There is a certain correlation _urban=velar/uvular_ and _rural=apical_ in Austria and in Germany, though; but not in Switzerland. An exception is only Bavarian and Upper-Frankish dialects where the apical r is equally standard in rural and urban accents (and of course Munich with its high percentage of non-locals, which starts to affect also the accents of locals, is an exception to the exception). In Austria, in Viennese and Viennese influenced urban accents the velar/uvular r is my now the prevalent one. In provincial urban accents in eastern Austria, i.e. the "metropolitan area" of the country, it seems perfectly random who uses which type of "r". Sometimes even members of the same family use different "r"s. The apical "r" seems to be generally on the retreat, i.e. is more frequent with older than with younger speakers.

You would need training to pronounce the apical "r" only as an actor or classical singer.


----------



## LunaPlena

I'd just like to add that you can even find the "English" - or even  "American"? -  pronunciation of r in Germany. To be more precise, you'll  come across this phenomenon in some parts of an area called  "Westerwald". Unfortunately, I'm not allowed to post a link here as I'm a new member.
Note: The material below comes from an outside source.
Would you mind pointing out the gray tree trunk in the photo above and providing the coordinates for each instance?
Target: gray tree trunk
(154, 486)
But if you'd like to listen to an example, go to a video platform we all know and look for "Westerwald Dialekt", the second search result is what I'm referring to (young man in light blue shirt).  The interviewer has difficulty in understanding this guy, too, so don't  worry, you're being faced with a serious case of "Westerwälder Platt".


----------



## AnnaJDT

Thank you very much, LunaPlena. It was very interesting for me to realise there is a third version of the "r" in use currently, even though limited to the Westerwald area. I would never have guessed some Germans can speak with American "r"! I will remember that video for reference. 

Now, if you will allow me to ask, is the "Google translate" pronunciation of "er fuhr" correct? (found here if you press on the speaker: https://translate.google.com/#de/en/er fuhr) I would say it sounds like [eə fuə], the [ə] I understand it as the same as [ə] in sehen - [ze:ən].
Please advise. And if anyone knows a reliable phonetic transcript dictionary, that'd be great too, and preferable to audio materials (more precise), written rule tends to leave no doubts. 
Have a nice weekend!


----------



## berndf

AnnaJDT said:


> Now, if you will allow me to ask, is the "Google translate" pronunciation of "er fuhr" correct? (found here if you press on the speaker: https://translate.google.com/#de/en/er fuhr) I would say it sounds like [eə fuə], the [ə] I understand it as the same as [ə] in sehen - [ze:ən].


No, that is not correct. The pronunciation is [eɐ fuɐ]. German phonemically distinguishes two reduced vowel, the e-coloured [ə] and the a-coloured Schwa [ɐ]. Many minimal pairs rely on this distinction, line _eine _/ainə/ and _einer _/ainɐ/. In many other languages that know reduced vowels this distinction does not exist. For English speakers, e.g., it is notoriously difficult to hear the difference between _eine_ and _einer_. Quality-wise, the /ɐ/ vowel is very close to the short /a/ which contrary to the long /a:/ is only near-open and not fully open. Germans would therefore probably transcribe the pronunciation of _er fuhr_ with vocalized /r/s as _ea fua_.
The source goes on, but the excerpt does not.